29 de octubre de 2008

Nos sentamos en una cornisa sin importar cuanto necesitemos estar bien. Simulamos un cambio, uno que nunca es, simplemente porque dentro nuestro siempre somos los mismos.
Corremos hacia ningún lugar y simulamos ser nadie, todo nos parece tan relevante que sonreímos ante la mínima manifestación de cariño, porque somos carentes. Gritamos en las calles y caminamos a prisa el trayecto entre el tren y el subte, algo así como si nos perdiéramos del nacimiento de nuestro propio hijo, y cuando finalmente frenamos nos damos cuenta que no tenemos donde ir, o por lo menos yo. Todos los días camino rápido y trato de que la gente no me choque, el cigarrillo se consume en mi mano pero no lo fumo porque el tiempo es aparentemente escaso.
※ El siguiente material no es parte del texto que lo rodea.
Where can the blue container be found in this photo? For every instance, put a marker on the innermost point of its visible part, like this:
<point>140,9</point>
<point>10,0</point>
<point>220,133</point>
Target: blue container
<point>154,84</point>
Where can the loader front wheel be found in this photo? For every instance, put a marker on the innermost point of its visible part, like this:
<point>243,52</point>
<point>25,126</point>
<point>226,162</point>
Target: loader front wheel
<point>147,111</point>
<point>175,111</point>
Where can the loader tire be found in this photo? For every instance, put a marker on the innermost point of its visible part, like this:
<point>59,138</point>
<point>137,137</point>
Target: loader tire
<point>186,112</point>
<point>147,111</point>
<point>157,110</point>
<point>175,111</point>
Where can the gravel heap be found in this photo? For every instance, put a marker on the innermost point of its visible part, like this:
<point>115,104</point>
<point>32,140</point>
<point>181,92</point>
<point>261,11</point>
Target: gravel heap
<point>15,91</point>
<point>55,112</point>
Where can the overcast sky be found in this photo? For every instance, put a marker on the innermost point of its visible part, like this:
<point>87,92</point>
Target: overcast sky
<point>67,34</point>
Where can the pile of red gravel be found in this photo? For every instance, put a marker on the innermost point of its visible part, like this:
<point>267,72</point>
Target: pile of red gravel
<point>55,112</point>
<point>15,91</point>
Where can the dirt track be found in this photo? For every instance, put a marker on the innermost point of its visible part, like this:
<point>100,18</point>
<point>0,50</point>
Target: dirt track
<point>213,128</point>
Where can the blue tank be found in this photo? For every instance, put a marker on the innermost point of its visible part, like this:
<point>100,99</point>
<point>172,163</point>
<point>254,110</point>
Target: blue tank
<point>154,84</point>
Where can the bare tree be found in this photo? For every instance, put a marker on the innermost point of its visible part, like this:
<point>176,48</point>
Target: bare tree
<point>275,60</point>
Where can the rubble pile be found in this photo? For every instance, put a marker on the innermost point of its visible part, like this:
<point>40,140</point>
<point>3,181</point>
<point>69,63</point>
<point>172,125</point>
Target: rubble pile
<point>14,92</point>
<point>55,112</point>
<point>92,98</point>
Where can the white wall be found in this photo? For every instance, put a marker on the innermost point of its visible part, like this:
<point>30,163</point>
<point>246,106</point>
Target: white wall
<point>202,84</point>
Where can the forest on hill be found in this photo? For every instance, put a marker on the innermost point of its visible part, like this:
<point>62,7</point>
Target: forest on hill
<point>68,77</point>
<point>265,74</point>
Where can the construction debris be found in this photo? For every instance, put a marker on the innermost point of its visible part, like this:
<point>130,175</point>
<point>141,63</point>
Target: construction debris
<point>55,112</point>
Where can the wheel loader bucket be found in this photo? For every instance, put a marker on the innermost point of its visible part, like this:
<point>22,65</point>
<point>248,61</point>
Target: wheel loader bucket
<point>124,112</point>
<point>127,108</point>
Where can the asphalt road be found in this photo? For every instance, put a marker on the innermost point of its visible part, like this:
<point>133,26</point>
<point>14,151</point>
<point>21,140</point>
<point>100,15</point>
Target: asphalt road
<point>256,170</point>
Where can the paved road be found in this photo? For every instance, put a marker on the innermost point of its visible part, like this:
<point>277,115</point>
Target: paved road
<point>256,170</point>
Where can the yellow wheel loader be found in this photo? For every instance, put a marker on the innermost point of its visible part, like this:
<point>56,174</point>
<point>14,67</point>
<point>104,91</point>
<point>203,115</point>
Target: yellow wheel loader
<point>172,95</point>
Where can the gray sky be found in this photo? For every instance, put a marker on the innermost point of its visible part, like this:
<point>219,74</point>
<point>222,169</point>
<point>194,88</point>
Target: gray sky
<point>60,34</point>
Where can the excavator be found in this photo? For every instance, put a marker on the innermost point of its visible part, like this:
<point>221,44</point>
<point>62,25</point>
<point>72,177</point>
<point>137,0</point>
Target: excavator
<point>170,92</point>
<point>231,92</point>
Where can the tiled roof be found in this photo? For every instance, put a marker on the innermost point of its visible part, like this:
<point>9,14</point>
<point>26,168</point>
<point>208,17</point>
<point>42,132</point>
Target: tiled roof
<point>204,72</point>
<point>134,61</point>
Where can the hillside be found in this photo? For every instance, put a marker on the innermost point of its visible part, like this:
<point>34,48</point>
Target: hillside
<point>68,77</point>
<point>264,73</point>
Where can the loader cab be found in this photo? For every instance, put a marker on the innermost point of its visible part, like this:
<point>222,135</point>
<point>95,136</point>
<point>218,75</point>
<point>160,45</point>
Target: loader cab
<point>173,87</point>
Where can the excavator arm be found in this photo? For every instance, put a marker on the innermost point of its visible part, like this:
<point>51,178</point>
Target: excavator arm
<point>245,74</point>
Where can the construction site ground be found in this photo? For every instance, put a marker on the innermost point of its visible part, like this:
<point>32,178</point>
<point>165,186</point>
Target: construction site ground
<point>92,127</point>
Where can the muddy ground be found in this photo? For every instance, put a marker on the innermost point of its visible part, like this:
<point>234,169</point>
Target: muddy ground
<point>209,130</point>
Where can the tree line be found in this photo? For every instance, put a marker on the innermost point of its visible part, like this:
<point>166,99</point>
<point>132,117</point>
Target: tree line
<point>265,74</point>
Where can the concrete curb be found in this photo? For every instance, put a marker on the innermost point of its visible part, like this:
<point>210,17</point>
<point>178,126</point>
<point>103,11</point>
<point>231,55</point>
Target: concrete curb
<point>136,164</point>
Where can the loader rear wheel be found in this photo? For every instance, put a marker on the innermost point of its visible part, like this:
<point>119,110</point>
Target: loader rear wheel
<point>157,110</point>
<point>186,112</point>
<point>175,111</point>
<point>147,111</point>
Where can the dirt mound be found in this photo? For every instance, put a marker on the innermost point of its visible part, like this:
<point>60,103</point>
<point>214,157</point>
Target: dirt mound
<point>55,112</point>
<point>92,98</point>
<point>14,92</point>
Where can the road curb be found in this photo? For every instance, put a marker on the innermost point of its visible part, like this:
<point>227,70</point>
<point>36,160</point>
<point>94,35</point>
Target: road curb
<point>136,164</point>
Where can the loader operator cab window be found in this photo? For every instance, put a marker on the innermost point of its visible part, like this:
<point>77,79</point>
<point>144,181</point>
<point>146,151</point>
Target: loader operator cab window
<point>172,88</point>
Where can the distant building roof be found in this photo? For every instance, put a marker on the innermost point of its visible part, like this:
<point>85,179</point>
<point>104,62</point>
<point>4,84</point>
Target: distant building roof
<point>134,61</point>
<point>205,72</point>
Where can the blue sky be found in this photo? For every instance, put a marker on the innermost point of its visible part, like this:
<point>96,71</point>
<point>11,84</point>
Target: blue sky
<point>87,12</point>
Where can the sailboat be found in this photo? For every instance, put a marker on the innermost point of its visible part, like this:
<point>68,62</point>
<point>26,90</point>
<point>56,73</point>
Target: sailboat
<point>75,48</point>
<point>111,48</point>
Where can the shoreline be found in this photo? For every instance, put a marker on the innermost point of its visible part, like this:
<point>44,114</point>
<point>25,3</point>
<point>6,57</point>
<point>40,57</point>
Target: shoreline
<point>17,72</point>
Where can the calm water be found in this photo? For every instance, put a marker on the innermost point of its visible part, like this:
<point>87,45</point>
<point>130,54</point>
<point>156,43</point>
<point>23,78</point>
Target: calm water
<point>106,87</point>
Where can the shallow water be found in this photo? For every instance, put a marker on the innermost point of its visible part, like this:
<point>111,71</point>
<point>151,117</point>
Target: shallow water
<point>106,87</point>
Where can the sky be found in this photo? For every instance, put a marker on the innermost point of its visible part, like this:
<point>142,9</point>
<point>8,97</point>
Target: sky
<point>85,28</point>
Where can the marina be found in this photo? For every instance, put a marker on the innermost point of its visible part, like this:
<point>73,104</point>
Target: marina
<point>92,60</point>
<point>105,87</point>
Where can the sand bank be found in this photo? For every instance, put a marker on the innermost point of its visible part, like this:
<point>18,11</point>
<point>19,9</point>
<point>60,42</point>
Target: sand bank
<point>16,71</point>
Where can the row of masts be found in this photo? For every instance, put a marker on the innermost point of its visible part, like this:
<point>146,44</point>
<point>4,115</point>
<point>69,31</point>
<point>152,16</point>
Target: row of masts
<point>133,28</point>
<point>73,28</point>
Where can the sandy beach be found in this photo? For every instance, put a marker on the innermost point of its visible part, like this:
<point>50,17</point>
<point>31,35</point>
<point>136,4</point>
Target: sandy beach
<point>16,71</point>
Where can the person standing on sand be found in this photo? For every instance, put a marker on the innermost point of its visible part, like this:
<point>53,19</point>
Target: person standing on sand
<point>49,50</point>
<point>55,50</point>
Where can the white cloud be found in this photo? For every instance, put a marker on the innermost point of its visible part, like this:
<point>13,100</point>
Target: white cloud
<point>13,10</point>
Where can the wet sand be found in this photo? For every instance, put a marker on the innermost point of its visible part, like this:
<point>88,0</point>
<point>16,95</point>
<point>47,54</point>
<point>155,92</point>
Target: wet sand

Pero cuando por fin me detengo, obligada por los semáforos que iluminan mi cara, tratando de que mi mente reacciones del mismo modo, me doy cuenta que no tengo a donde ir, que nadie me espera tan urgentemente, y que no voy a volver a casa donde alguien me abrace y bese con fuerzas.
Entonces la pregunta es, porque sigo apurándome, si nadie me corre, si el tiempo no pasa mas lento, si nadie jamás me espera del otro lado de la calle con una sonrisa especial.
Supongo que duele, siento que duele usualmente, pero trato de no darle importancia, de hacer de cuenta que soy una persona fría, calculadora y con miles de cosas por hacer.
Como si nada importara, camino con la frente en alto y no paro por nada del mundo, finjo que voy a ese lugar que en verdad para mí nunca existió.
Ya no camino, simplemente corro hacia ningún lugar.